B. Results as an integration index. A value of zero indicates the minimum bound for fusion (i.e. the prediction based on quadratic summation). Data are presented as notched distribution plots. The center of the ‘bow tie’ represents the median, the grey-shaded area depicts 68% confidence values, and the upper and lower error bars 95% confidence intervals.

Table 1.

Probabilities associated with obtaining a value of zero for (i) the fMRI integration index, and (ii) the prediction accuracy difference between congruent and incongruent stimulus conditions. Values are from a bootstrapped resampling of the individual participants’ data.

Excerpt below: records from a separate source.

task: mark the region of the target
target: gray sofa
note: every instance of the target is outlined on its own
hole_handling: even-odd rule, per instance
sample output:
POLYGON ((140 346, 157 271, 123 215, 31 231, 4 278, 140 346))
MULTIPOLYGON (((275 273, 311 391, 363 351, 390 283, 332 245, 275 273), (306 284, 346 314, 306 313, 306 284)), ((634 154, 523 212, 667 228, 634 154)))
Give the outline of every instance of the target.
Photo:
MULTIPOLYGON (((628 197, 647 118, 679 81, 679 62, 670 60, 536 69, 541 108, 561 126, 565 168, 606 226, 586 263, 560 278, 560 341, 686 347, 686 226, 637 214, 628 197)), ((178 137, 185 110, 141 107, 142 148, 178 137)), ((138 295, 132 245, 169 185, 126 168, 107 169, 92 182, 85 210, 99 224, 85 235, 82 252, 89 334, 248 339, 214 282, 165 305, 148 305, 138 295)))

Bold formating indicates Bonferoni-corrected significance.

p-value
Cortical area Integration
index above zero
Congruent vs.
incongruent
V1 0.789 0.523
V2 0.799 0.419
V3v 0.150 0.079
V4 0.880 0.486
LO 0.838 0.262
V3d 0.733 0.203
V3A 0.265 0.148
V3B/KO 0.001 0.004
V7 0.915 0.247
hMT+/V5 0.479 0.499

A possible concern is that there is a gain change in the fMRI response when testing disparity and motion concurrently relative to ‘single’ cues, and this enhances decoding accuracy (e.g. in V3B/KO). However, fMRI signals in each ROI (Supplementary Fig. 2a online) showed no evidence for reliable differences in responsiveness between conditions (F2,38=2.51, p=0.094). Another possibility is that fMRI noise is reduced when cues concurrently signal depth, supporting better decoding. To assess this possibility, we created a composite dataset by averaging raw fMRI responses from the ‘single’ cue conditions. However, prediction accuracies were lower for this composite dataset than for the concurrent condition in V3B/KO, indicating that a simple noise reduction did not explain the result (Supplementary Fig. 2b online; F4.9,93.8=3.74, p=0.004).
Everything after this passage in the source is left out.